Class StartReviewTool

java.lang.Object
ai.tabforge.workshop.StartReviewTool

public class StartReviewTool extends Object
MCP Tool: start_review

Entry point for the entire review workflow. Claude calls this tool when the developer asks to review their code, e.g. "Review my changes before PR" or "Scan the whole project". The tool creates a ReviewSession, launches all sub-agents in a background thread, and immediately returns a reviewId — without waiting for the review to complete.

Flow:


 Developer: "Review my changes"
     ↓
 Claude AI → calls start_review(project_path, scope)
     ↓
 StartReviewTool.execute() → creates ReviewScope
                           → calls OrchestratorAgent.startReview()
                           → returns { reviewId: "abc-123", status: "RUNNING" }
     ↓
 Claude AI → calls GetReportTool(reviewId) periodically to track progress
 

Created by: WorkshopServer.start() at server startup. Receives OrchestratorAgent via constructor injection.

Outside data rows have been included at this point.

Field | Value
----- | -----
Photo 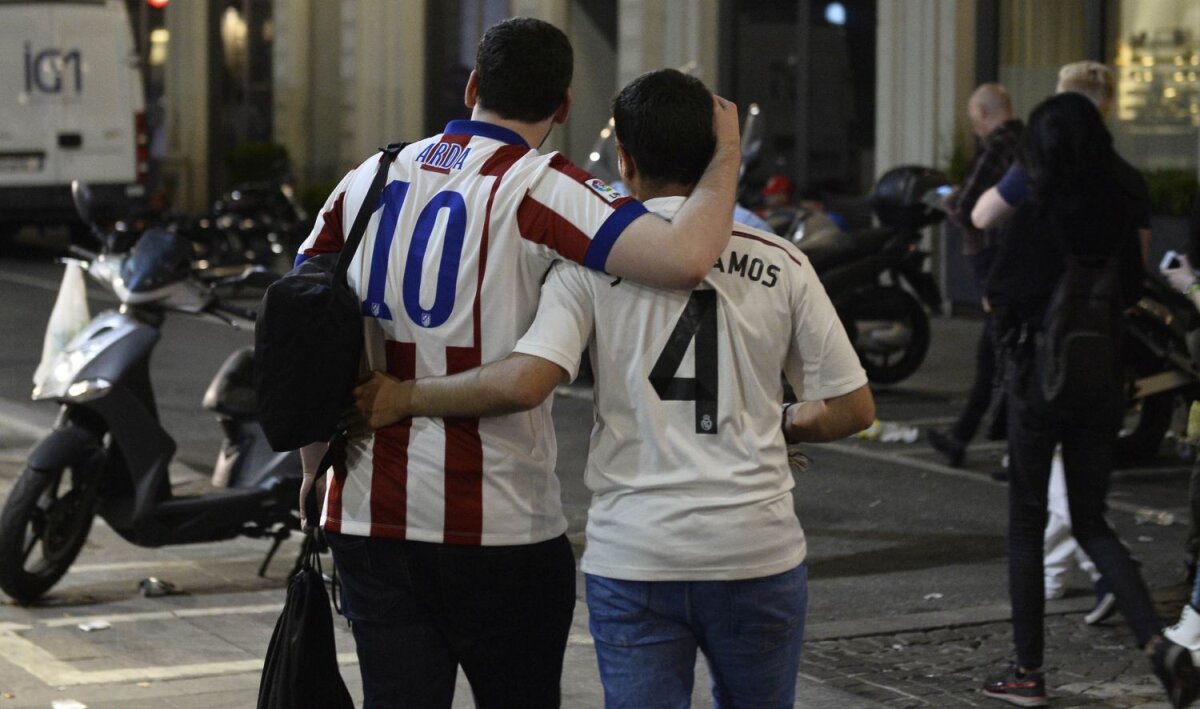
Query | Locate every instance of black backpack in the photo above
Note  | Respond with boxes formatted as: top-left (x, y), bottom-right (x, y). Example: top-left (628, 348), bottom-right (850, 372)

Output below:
top-left (1036, 253), bottom-right (1121, 408)
top-left (254, 144), bottom-right (406, 451)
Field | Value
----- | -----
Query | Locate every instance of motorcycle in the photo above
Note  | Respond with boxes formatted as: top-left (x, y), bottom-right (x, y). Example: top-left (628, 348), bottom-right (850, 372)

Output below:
top-left (1117, 276), bottom-right (1200, 463)
top-left (787, 166), bottom-right (949, 384)
top-left (0, 184), bottom-right (302, 603)
top-left (211, 180), bottom-right (312, 275)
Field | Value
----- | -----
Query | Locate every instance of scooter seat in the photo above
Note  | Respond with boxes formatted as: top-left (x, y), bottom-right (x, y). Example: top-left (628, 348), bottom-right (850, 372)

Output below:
top-left (204, 347), bottom-right (258, 421)
top-left (798, 227), bottom-right (896, 274)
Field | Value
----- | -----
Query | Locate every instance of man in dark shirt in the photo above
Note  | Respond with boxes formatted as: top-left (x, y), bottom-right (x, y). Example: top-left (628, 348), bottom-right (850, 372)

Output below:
top-left (926, 84), bottom-right (1021, 468)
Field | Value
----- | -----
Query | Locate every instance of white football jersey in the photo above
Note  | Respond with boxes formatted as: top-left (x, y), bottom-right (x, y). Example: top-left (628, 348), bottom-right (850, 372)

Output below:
top-left (298, 121), bottom-right (646, 545)
top-left (516, 197), bottom-right (866, 581)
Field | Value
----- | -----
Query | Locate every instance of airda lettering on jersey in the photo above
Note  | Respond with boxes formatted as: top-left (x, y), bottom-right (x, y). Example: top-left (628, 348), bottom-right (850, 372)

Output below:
top-left (416, 140), bottom-right (470, 175)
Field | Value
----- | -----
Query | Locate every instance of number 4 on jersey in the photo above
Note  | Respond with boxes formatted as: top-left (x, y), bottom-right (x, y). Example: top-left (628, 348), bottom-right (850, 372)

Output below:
top-left (650, 290), bottom-right (720, 434)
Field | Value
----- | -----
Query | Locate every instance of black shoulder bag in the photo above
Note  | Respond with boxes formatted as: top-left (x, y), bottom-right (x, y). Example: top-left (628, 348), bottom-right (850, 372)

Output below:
top-left (258, 535), bottom-right (354, 709)
top-left (254, 143), bottom-right (407, 451)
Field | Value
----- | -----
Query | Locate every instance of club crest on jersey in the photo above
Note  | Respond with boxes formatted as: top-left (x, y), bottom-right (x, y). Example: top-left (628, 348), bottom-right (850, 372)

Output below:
top-left (584, 178), bottom-right (622, 204)
top-left (416, 143), bottom-right (470, 175)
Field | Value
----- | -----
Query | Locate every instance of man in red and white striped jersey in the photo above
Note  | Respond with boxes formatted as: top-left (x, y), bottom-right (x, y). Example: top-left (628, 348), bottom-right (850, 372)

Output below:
top-left (355, 70), bottom-right (875, 707)
top-left (298, 18), bottom-right (739, 708)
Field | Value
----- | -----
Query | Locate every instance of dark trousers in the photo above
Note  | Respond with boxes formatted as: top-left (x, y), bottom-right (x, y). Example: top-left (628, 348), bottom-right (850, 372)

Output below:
top-left (950, 316), bottom-right (996, 445)
top-left (1007, 354), bottom-right (1162, 669)
top-left (329, 534), bottom-right (575, 709)
top-left (950, 248), bottom-right (996, 445)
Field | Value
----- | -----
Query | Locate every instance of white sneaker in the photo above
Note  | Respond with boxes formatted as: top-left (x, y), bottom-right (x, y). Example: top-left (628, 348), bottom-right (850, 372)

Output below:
top-left (1163, 603), bottom-right (1200, 662)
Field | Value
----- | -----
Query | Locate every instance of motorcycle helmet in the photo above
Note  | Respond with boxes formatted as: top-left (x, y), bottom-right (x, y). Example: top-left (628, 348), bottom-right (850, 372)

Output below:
top-left (870, 166), bottom-right (950, 229)
top-left (121, 228), bottom-right (192, 293)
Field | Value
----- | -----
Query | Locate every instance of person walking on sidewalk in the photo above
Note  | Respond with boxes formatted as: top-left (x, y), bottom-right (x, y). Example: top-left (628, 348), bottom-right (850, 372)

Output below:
top-left (983, 92), bottom-right (1200, 707)
top-left (355, 70), bottom-right (875, 709)
top-left (1162, 206), bottom-right (1200, 662)
top-left (925, 84), bottom-right (1021, 468)
top-left (296, 18), bottom-right (739, 709)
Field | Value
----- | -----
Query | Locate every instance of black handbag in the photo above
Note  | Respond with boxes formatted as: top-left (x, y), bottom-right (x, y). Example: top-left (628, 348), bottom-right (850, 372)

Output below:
top-left (258, 536), bottom-right (354, 709)
top-left (254, 143), bottom-right (407, 451)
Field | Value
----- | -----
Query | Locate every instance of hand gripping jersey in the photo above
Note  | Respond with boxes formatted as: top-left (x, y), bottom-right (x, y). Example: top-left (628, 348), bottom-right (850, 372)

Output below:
top-left (298, 121), bottom-right (646, 545)
top-left (516, 197), bottom-right (866, 581)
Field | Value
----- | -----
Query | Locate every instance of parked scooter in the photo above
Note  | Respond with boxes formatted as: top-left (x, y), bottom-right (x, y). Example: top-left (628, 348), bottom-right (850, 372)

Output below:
top-left (208, 179), bottom-right (312, 275)
top-left (788, 166), bottom-right (949, 384)
top-left (0, 184), bottom-right (302, 603)
top-left (1117, 275), bottom-right (1200, 463)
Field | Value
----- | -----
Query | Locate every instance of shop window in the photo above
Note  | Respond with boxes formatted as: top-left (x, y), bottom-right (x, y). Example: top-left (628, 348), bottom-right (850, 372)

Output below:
top-left (1111, 0), bottom-right (1200, 173)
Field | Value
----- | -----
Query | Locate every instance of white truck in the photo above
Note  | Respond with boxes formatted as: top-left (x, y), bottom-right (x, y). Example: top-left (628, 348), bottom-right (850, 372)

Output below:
top-left (0, 0), bottom-right (149, 240)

CERTIFICATION NOTE — covers two exam domains:

  • Domain 4 — Tool Design & MCP Integration (18%): This class IS an MCP tool. The DESCRIPTION field is the instruction to Claude AI about when and how to call this tool. The INPUT_SCHEMA defines the JSON contract Claude must follow. Together they demonstrate Task Statement 4.1: "Design MCP tool interfaces with clear descriptions and input schemas."
  • Domain 1 — Agentic Architecture & Orchestration (27%): This tool is the trigger that starts the agentic loop. It demonstrates the async fire-and-forget pattern: return immediately with a handle (reviewId), let the orchestrator run agents in the background. This is Task Statement 1.7: "Manage session state, resumption, and forking."

  • Constructor Details

  • Method Details

    • toolSpecification

      public io.modelcontextprotocol.server.McpServerFeatures.AsyncToolSpecification toolSpecification(io.modelcontextprotocol.json.McpJsonMapper jsonMapper)
      Builds the MCP tool descriptor and attaches the async execution handler.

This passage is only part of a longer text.